Toni De Groof
Na een landing in Hanoi stortten we ons in het straatleven alsof we auditie deden voor een rol in een Aziatische versie van Fast & Furious: scooter-edition. We vergaapten ons aan koloniale gebouwen, tempels én eten dat zó lekker was dat we even overwoogden ons paspoort op te eten, puur uit dankbaarheid.
Daarna op weg naar Halong Bay, waar drie dagen op een boot ons leerde dat mist, regen en zeewater samen een soort spa maken. Mét zes man bemanning die kookten alsof ze streden om een Michelinster op open water. Zwemmen tussen karstformaties, staren naar de horizon alsof we filosofen waren en ’s avonds luisteren naar het klotsende water. We waren nat, maar voldaan.
Op naar het noordwesten: Sapa. Daar wandelden we langs terrasvormige rijstvelden en ontmoetten traditionele bergvolkeren die ons vriendelijk aankeken alsof ze wisten dat we geen idee hadden hoe men rijst werkelijk oogst. Op de markt kochten we kruiden waarvan we nog steeds niet weten of je ze hoort te eten of te planten.
In Lao Cai, vlak bij de Chinese grens, stonden we op een brug en keken uit over China, dat net daar lag, mysterieus en uitnodigend. We wisselden blikken en besloten: ja hoor, daar gaan we ooit ook naartoe. Het voelde als een trailer voor een vervolgfilm.

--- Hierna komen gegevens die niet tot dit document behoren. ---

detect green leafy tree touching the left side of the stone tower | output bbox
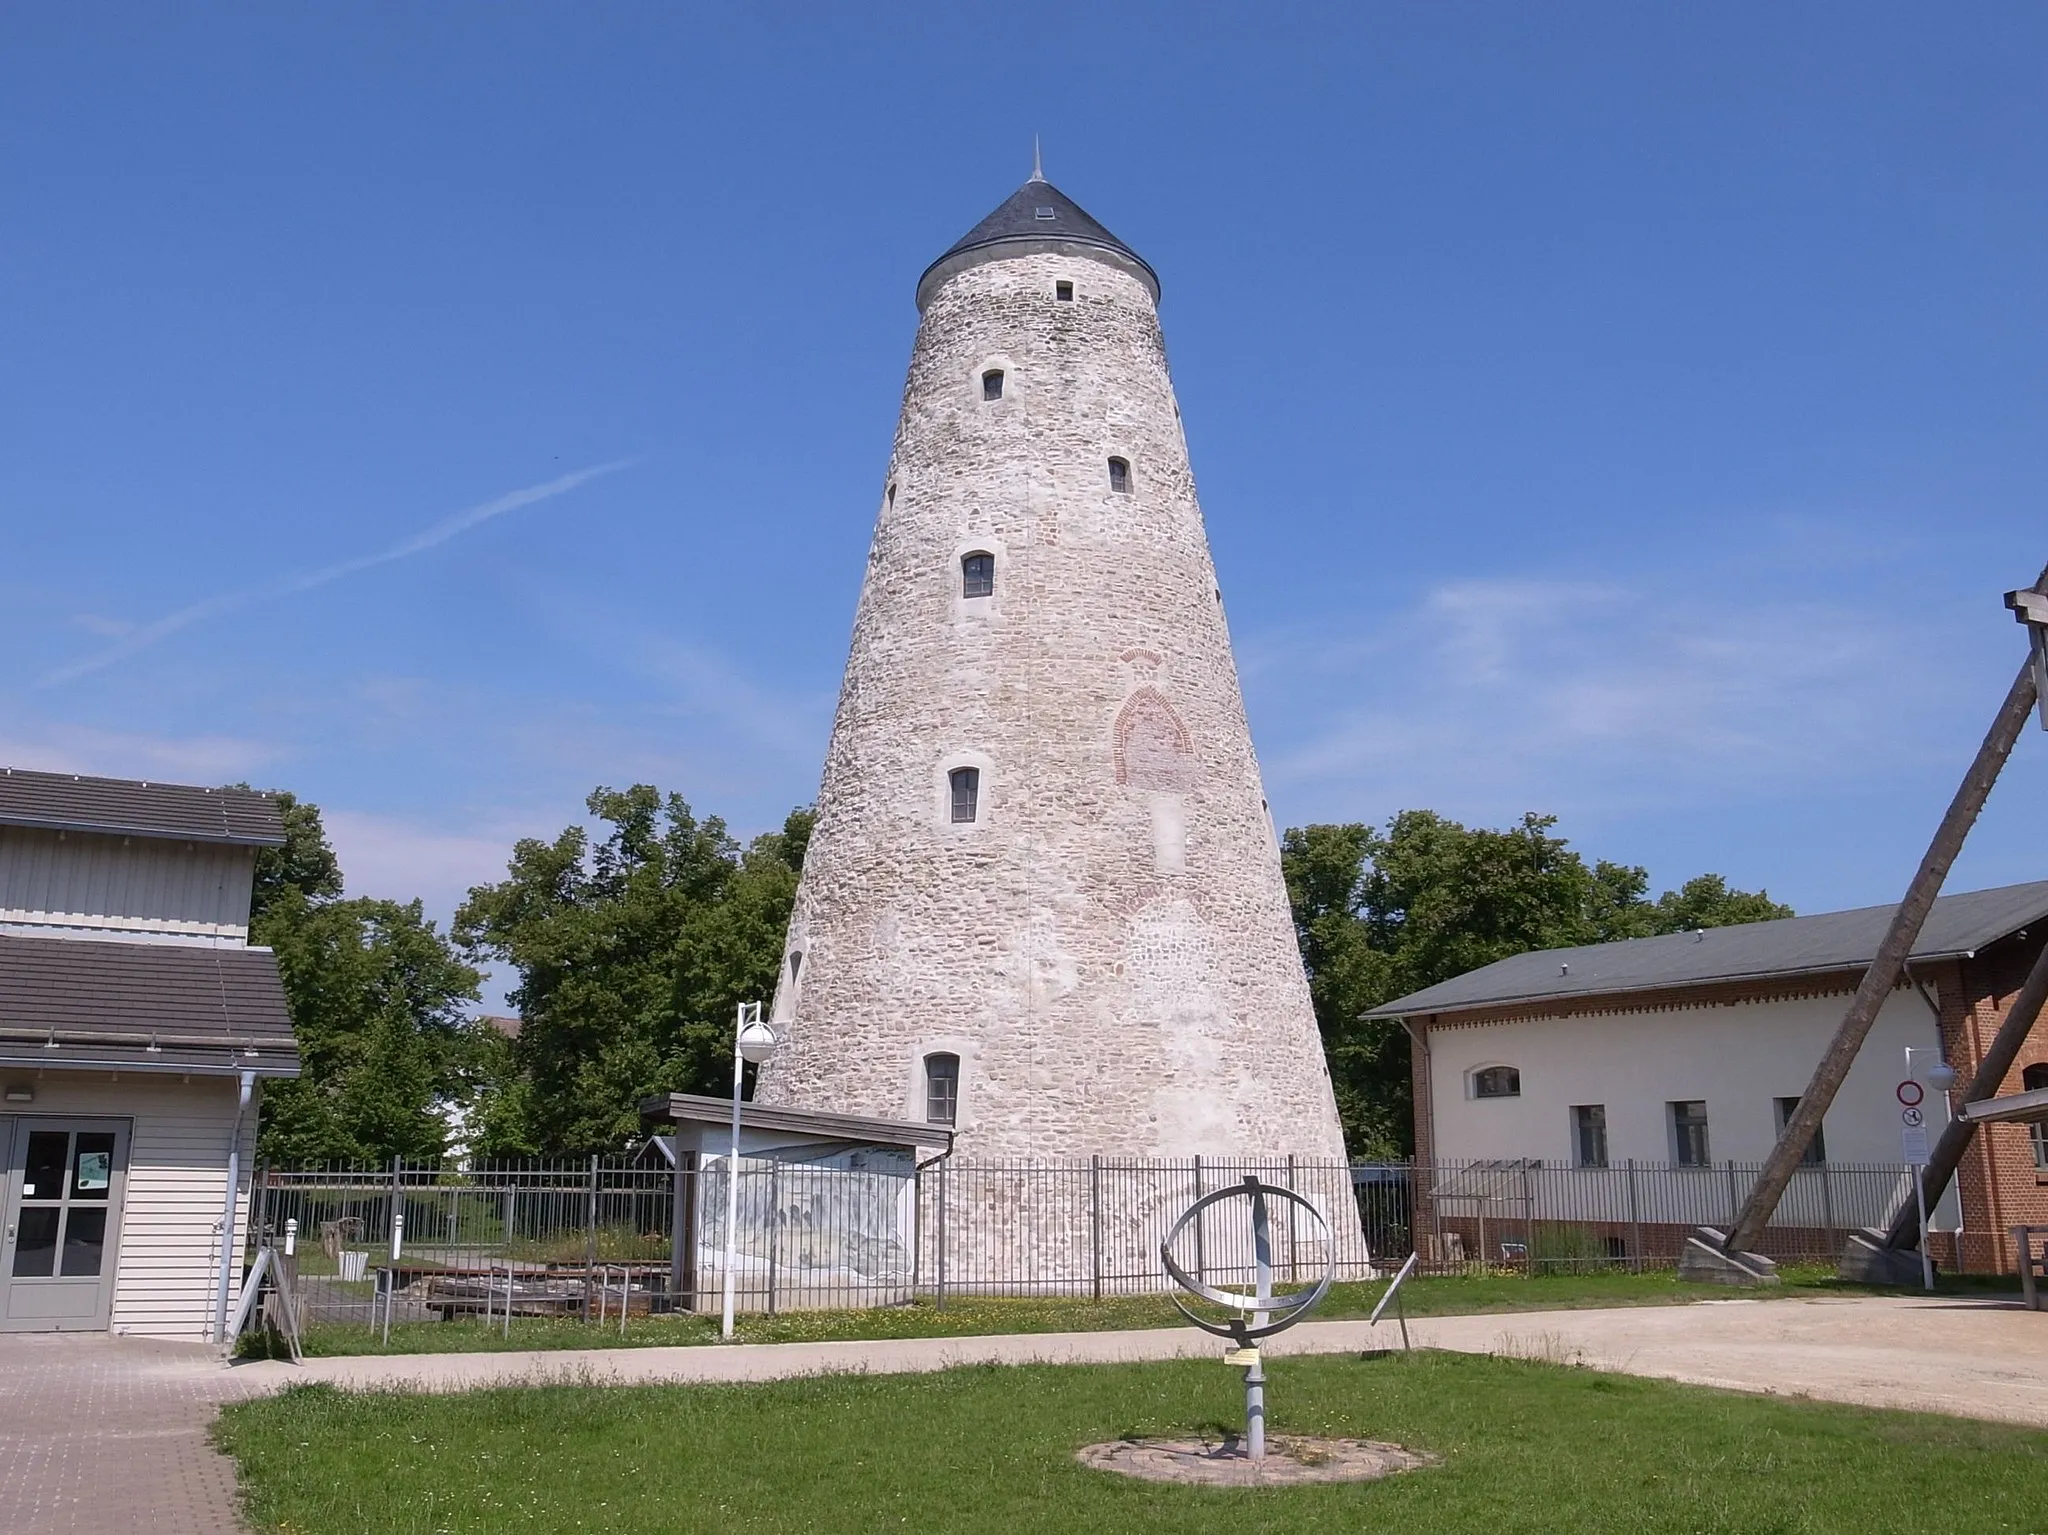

Dan een binnenlandse vlucht naar Ho Chi Minh City, waar we weer middenin een zinderende smeltkroes van verkeer, koloniale architectuur en streetfood belandden. En alsof het land ons nog een afscheidscadeautje gaf, maakten we een boottocht over de Mekong-delta, met mangroves, drijvende dorpen, en eenden die ons aankeken alsof ze de ware eigenaar waren van de delta.
Zo draaide Vietnam voor ons uit op een smaakvolle, soms natte, vaak verwarrende en altijd wonderlijke reis. Met lekker eten, verrassende uitzichten en herinneringen die langer meegaan dan onze muggenbeten.
Cảm ơn tất cả những người Việt Nam thân thiện vì những món ăn ngon tuyệt.